2022年03月08日
京大、高い致死率のウイルス増殖機構を解明
【カテゴリー】:ファインケミカル
【関連企業・団体】:京都大学

 京都大学ウイルス・再生医科学研究所の野田岳志教授をはじめ、国立感染症研究所、フィリップ大学などの国際共同研究グループは7日、マールブルグウイルスのウイルス核タンパク質-RNA 複合体の立体構造をクライオ電子顕微鏡解析により明らかにしたと発表した。これにより、ヒトに致死的な出血熱を引き起こすマールブルグウイルスとエボラウイルスの増殖機構の一端が明らかになった。

 マールブルグウイルスは細胞で増殖する際、ウイルス遺伝子とウイルス核タンパク質から構成される螺旋状のヌクレオカプシドを形成する。ヌクレオカプシドはウイルス遺伝子を転写・複製し、ウイルス増殖環の中心を担う複合体だが、その形成機構はこれまでわかっていなかった。

 研究グループは、マールブルグウイルスのヌクレオカプシドのコア構造であるウイルス核タンパク質-RNA 複合体(NP-RNA 複合体)の立体構造を原子レベルで決定し、その形成に重要な相互作用を明らかにした。またマールブルグウイルスとエボラウイルスの NP-RNA 複合体の構造が非常に類似していることを明らかにした。

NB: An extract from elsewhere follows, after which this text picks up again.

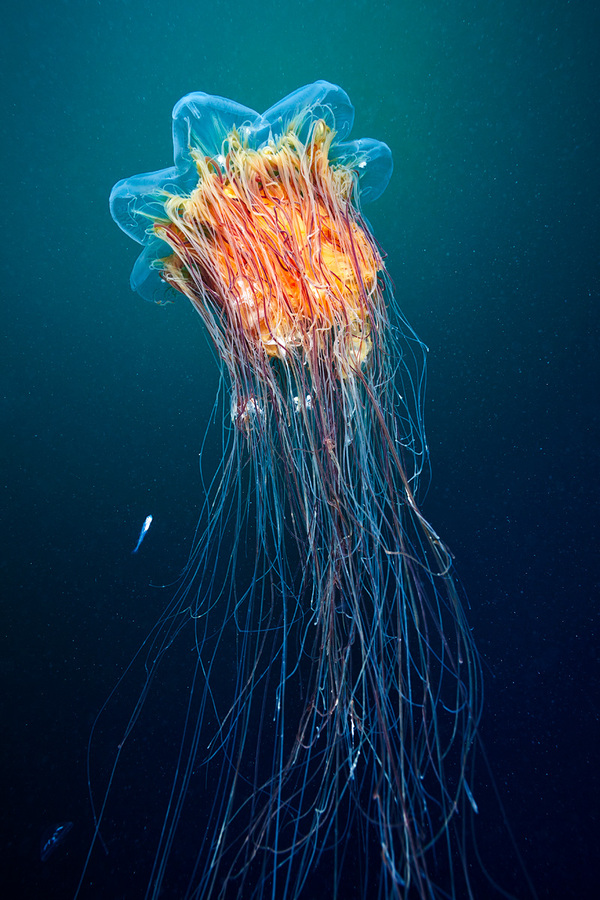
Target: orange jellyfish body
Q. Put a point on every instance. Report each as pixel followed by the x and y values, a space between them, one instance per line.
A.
pixel 272 237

 マールブルグウイルスはエボラウイルスと同じフィロウイルス科に属し、ヒトに対して高い致死率の出血熱を引き起こす。近年もアフリカで散発的な流行が繰り返され、アウトブレイクを起こした。

 本研究成果は、マールブルグウイルス・エボラウイルスの増殖機構の解明と創薬に大きく貢献することが期待される。同研究成果は 3月4日に国際学術誌「Nature Communications」に掲載された。

<用語の解説>
◆マールブルグウイルス :1967 年に西ドイツのマールブルクで、ウガンダから輸入されたアフリカミドリザルからヒトが感染したことにより発見された、高い致死率を示す急性熱性疾患を引き起こすウイルス。ときに出血症状を来すこともあり、感染症法上、もっとも危険度が高い一類感染症に指定されている。